Here’s a bit of text I found on a blogging site:
I don’t generally approve of using the “new” music (new tunes to old hymns) in our covenant renewal service; as much as I love Bob Kauflin’s arrangement of And Can It Be it just would not fit in. And to argue that a hymn ought to be revamped because it is hard to sing or takes practice, well, that is to say that the Lord, in a Lord’s Day Service, does not deserve our effort in exercising our minds, ears, and throats enough to learn difficult songs. I am of the mindset that every congregation should be making noticeable strides toward musical literacy and competency if they are not already there.
(obviously, I found this because of the mention of “And Can It Be” and Bob Kauflin).
What struck my interest is the sentiment that the author doesn’t “generally approve” of using new tunes to old hymns. They are showing a predeliction towards a certain mindset there. I certainly don’t have a problem with someone choosing to sing older music in its original form.

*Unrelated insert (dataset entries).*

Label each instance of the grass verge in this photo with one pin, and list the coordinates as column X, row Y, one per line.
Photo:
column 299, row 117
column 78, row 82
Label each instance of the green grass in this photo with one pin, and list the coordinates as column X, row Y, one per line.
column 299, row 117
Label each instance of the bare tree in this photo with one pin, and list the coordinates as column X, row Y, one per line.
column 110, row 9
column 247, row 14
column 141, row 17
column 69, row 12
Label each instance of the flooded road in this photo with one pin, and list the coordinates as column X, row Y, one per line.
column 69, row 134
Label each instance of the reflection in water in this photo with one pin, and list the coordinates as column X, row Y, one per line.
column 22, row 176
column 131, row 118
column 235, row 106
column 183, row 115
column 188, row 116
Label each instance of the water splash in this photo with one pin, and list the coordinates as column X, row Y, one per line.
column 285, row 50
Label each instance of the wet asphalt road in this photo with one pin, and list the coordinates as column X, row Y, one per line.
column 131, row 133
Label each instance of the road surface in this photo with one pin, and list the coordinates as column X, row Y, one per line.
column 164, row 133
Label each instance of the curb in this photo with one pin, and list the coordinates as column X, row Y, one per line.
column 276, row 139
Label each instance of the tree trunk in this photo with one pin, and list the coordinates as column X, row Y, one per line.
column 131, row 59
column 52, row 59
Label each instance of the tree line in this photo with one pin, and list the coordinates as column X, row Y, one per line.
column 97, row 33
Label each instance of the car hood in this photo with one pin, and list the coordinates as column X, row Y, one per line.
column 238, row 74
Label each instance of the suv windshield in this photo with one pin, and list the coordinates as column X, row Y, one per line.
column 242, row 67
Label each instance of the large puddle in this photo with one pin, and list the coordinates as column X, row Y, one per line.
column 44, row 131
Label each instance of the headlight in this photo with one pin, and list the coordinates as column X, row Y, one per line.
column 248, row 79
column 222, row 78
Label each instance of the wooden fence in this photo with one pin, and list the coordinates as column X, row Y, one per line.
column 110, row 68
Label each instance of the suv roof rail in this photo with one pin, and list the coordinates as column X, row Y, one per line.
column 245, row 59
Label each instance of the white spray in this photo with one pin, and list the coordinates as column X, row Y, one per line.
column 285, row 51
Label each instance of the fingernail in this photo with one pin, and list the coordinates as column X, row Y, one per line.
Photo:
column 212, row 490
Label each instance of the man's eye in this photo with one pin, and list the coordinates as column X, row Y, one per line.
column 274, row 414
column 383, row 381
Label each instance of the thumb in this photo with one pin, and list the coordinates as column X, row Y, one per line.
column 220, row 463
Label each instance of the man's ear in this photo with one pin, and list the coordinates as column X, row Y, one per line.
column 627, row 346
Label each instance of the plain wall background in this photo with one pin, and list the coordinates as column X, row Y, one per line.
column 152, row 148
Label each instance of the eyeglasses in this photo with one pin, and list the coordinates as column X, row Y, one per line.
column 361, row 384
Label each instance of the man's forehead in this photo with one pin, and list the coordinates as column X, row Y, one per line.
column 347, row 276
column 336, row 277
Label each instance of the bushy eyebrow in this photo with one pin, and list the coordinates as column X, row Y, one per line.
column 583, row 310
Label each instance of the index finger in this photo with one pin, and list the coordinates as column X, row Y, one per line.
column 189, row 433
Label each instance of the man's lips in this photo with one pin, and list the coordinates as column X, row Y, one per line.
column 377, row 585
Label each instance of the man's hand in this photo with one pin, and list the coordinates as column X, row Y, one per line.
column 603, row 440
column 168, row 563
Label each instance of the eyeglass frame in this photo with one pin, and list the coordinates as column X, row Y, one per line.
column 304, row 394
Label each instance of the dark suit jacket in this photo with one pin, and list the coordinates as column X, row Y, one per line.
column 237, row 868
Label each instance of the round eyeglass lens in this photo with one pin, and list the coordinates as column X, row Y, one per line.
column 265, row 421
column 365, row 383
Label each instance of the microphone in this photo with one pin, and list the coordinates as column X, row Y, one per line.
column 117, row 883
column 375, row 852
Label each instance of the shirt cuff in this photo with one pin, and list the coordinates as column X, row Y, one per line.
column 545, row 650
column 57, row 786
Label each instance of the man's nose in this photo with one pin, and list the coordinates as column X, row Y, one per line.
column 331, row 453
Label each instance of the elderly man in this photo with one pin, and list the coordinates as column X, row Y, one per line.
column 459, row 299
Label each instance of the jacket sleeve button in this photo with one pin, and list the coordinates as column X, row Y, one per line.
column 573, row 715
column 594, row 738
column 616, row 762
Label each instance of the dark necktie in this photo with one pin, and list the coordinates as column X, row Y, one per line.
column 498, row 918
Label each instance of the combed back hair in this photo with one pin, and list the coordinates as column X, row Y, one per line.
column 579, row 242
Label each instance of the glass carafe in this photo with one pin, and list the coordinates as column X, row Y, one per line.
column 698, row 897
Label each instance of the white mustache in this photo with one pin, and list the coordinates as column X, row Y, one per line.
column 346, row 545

But I’m not sure that I agree with the idea that God wants and deserves our efforts in singing difficult songs. If that is the case, we should be working on making the grand old hymns even grander — by making them even harder to sing! “Hey, this melody is a bit too cachy. Let’s switch it from major to minor halfway through the second verse. God will be glorified by our stretching ourselves to sing unsingable melody lines!”

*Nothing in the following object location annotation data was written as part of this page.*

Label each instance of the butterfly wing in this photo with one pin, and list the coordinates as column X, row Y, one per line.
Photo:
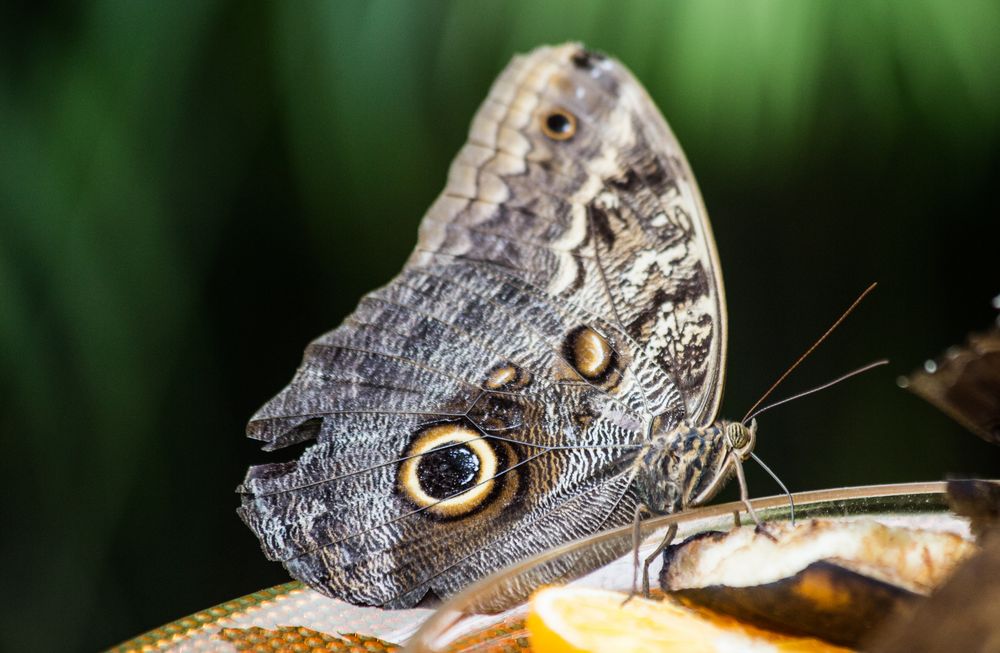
column 480, row 407
column 965, row 384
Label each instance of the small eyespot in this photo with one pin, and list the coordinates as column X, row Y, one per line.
column 590, row 353
column 507, row 376
column 559, row 125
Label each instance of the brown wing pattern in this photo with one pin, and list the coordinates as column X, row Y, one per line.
column 485, row 404
column 965, row 384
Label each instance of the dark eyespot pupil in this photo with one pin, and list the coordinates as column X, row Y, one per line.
column 558, row 123
column 447, row 471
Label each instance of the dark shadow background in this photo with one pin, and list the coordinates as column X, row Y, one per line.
column 190, row 191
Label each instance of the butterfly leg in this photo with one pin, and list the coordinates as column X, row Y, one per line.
column 745, row 498
column 667, row 539
column 636, row 540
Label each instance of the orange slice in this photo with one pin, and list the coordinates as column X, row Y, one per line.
column 579, row 620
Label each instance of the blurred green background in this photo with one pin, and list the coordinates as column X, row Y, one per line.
column 190, row 191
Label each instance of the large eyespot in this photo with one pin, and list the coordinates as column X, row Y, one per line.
column 738, row 435
column 589, row 353
column 450, row 470
column 559, row 125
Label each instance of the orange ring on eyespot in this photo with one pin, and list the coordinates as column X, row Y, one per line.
column 559, row 125
column 443, row 435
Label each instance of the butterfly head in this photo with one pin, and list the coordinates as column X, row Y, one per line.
column 741, row 437
column 687, row 465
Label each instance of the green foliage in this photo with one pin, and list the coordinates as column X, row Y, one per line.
column 189, row 191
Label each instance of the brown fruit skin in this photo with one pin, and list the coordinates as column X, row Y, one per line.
column 823, row 600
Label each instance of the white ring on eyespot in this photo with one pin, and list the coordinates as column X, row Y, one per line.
column 465, row 502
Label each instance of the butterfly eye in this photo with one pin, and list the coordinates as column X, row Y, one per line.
column 738, row 435
column 449, row 470
column 559, row 125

I’m sure the above poster would disagree with that statement. But there is an underlying bias that “modernizing” tunes to make them more singable somehow detracts from the majesty or purity that the old hymn had. I disagree with that. Hymns were written by men, not God. Men can improve them when appropriate.
I don’t think we need to rewrite every hymn in the hymnal, however. Many songs’ lyrics are so strongly associated with the original tune that changing the tune can be a distraction rather than a help. But I believe there are many good old hymns that aren’t being sung anymore. Taking their words and fitting them to a more modern melody line can breathe new life into a song that perhaps hasn’t been sung in 50+ years. I’ve seen that kind of thing done by the worship ministry of Sovereign Grace Ministries quite effectively.
Actually, I’m leading worship at my church this Sunday. And Bob Kauflin’s arrangement of “And Can It Be” is going to fit in rather well.